We stand inches apart. His gaze drops to my mouth, and I feel it like a pull. I tilt my chin up without thinking, drawn forward by something stronger than reason. He inhales sharply and stills, like he’s hit an invisible wall that I’m glad is there. Instead, with his free hand, he reaches up, brushing his fingers through my hair to get it out of my face before his fingers trail down my neck over the pounding pulse.
 
“You have to stop looking at me like that,” I whisper, letting my eyes flutter closed.
 
He leans in, lips hovering over the shell of my ear as his voice drops low. “Like what?”
 
I swallow, before I pull back as our gazes lock again. “Like I’m yours.”
The corner of his mouth ticks up, and that look—fuck, that look. It sends my pulse into overdrive. I want to take back the words, and I feel myself bracing for whatever his next words will be.
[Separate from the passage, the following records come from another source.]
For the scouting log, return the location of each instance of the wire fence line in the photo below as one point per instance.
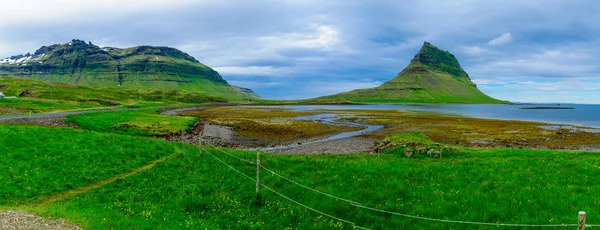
(358, 205)
(231, 155)
(309, 188)
(290, 199)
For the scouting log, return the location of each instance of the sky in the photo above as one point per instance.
(521, 51)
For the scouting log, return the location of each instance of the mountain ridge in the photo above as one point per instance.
(139, 67)
(432, 76)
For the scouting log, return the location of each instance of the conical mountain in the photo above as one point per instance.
(433, 76)
(140, 67)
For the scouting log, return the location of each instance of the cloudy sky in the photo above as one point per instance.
(525, 51)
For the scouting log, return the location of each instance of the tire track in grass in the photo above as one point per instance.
(53, 198)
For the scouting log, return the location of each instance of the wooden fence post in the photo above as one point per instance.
(581, 225)
(257, 173)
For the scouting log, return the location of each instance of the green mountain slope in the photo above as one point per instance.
(141, 67)
(433, 76)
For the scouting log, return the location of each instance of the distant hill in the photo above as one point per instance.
(140, 67)
(433, 76)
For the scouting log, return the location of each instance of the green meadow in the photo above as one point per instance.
(146, 122)
(197, 190)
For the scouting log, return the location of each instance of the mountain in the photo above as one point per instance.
(433, 76)
(139, 67)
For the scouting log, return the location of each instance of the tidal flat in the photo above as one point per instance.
(275, 126)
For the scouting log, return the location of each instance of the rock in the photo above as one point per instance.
(433, 153)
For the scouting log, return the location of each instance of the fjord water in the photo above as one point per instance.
(583, 115)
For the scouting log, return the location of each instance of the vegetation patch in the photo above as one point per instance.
(476, 132)
(268, 123)
(38, 161)
(411, 144)
(294, 130)
(139, 122)
(194, 190)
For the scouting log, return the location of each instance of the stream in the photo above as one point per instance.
(330, 119)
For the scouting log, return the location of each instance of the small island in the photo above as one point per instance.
(547, 107)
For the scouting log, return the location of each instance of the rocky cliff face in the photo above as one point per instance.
(84, 63)
(433, 76)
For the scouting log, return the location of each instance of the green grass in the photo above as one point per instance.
(145, 122)
(193, 190)
(496, 185)
(41, 97)
(37, 162)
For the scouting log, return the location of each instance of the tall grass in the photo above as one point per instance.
(194, 190)
(145, 122)
(37, 161)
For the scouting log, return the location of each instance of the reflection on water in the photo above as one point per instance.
(331, 119)
(583, 115)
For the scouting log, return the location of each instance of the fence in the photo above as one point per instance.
(581, 225)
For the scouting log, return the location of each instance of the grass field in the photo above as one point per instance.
(145, 122)
(37, 96)
(193, 190)
(37, 162)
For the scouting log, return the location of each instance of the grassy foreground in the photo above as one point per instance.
(145, 122)
(36, 162)
(193, 190)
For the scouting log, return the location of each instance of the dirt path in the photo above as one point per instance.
(75, 192)
(22, 220)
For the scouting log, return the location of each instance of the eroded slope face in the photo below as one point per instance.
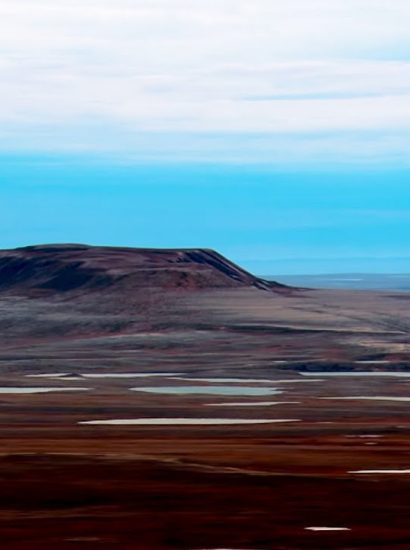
(64, 268)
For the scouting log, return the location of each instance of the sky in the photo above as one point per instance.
(275, 132)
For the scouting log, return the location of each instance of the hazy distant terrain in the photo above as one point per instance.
(170, 400)
(353, 281)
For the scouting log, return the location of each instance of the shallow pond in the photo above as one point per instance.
(209, 390)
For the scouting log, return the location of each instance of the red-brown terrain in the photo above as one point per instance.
(186, 318)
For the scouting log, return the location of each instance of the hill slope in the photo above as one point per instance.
(51, 269)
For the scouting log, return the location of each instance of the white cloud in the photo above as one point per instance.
(217, 67)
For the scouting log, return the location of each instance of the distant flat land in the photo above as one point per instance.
(353, 281)
(328, 468)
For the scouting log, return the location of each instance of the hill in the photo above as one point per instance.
(62, 268)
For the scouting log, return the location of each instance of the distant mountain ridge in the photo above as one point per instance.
(62, 268)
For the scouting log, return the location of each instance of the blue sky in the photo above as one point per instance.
(277, 134)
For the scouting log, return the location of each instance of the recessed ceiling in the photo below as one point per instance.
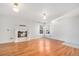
(33, 11)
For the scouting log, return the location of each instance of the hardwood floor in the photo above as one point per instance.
(38, 47)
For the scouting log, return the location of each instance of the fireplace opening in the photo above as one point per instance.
(22, 34)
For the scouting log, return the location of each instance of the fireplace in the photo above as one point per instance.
(22, 34)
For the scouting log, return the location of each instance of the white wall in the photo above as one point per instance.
(8, 28)
(66, 28)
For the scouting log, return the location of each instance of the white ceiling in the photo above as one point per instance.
(33, 11)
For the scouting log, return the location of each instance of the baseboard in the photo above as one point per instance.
(6, 42)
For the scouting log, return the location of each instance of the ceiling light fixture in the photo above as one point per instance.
(16, 7)
(44, 16)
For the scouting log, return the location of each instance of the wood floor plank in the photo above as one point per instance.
(38, 47)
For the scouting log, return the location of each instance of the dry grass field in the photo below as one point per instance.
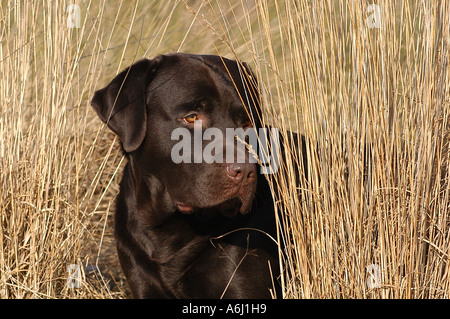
(369, 87)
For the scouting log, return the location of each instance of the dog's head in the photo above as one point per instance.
(169, 113)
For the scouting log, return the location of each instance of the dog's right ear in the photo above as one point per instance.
(122, 103)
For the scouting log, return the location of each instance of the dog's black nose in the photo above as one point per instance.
(241, 172)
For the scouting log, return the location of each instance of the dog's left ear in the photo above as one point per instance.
(122, 103)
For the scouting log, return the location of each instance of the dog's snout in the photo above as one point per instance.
(241, 172)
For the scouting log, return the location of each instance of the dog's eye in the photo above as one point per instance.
(247, 123)
(191, 118)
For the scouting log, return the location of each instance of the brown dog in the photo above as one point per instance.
(189, 229)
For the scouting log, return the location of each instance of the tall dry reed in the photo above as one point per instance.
(368, 86)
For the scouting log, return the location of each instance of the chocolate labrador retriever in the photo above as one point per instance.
(189, 229)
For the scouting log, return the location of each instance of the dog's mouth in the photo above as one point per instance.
(227, 208)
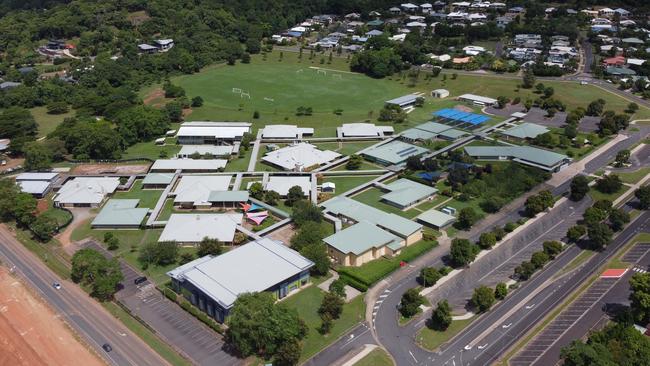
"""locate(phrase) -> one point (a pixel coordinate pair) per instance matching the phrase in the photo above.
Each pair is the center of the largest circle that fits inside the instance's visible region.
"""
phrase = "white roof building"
(188, 165)
(192, 228)
(282, 184)
(285, 132)
(202, 132)
(196, 189)
(299, 157)
(363, 130)
(86, 191)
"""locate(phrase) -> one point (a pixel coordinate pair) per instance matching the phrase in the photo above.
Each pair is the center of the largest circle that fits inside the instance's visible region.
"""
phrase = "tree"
(643, 195)
(539, 259)
(487, 240)
(640, 296)
(91, 268)
(501, 291)
(317, 253)
(579, 188)
(441, 316)
(429, 276)
(209, 246)
(576, 232)
(354, 162)
(304, 211)
(528, 80)
(622, 158)
(466, 218)
(414, 163)
(483, 298)
(609, 183)
(37, 157)
(618, 218)
(332, 305)
(44, 227)
(294, 195)
(338, 287)
(257, 325)
(197, 102)
(600, 235)
(552, 248)
(256, 190)
(462, 252)
(410, 303)
(272, 197)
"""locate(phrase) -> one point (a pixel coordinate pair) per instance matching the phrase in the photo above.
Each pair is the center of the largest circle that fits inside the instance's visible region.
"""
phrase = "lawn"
(634, 177)
(148, 197)
(373, 271)
(377, 357)
(432, 339)
(372, 197)
(47, 122)
(306, 302)
(345, 183)
(278, 86)
(150, 150)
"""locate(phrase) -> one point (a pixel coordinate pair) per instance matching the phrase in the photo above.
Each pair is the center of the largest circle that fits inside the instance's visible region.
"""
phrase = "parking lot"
(567, 318)
(170, 322)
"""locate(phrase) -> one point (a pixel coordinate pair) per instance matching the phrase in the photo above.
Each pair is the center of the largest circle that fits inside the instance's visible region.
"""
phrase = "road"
(95, 325)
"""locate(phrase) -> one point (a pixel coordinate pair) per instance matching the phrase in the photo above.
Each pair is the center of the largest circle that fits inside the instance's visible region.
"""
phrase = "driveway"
(175, 326)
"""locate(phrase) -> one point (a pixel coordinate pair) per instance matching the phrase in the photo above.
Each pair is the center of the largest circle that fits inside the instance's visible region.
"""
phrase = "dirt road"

“That’s because you are, Scottie.” He winks, bringing his hand under my chin to force me to level with him. He swipes his thumb across my lower lip, and I swear my insides combust on the spot. “You just haven’t caught up yet.”
I swallow hard, stepping back to put some space between us. I cannot let him know the effect his words have on me. I cover my hand over the mic clipped to my shirt. “Jesus, Tucker. Yes, we’re faking this thing between us. But…” I whisper. “Tone it down, Romeo.”
 
“I’ll try, but I don’t think my charm comes with volume control.”
 
A throat clears behind me. I turn around to see Andrea behind the camera, pointing at her clipboard. “Back to the cabinets,” she whisper-shouts.
 
When I turn back to face Tucker, neither of us move. Because Tucker still has his eyes on me. He looks at me like he’s trying not to do something incredibly stupid.
And I’m looking at him like I might let him.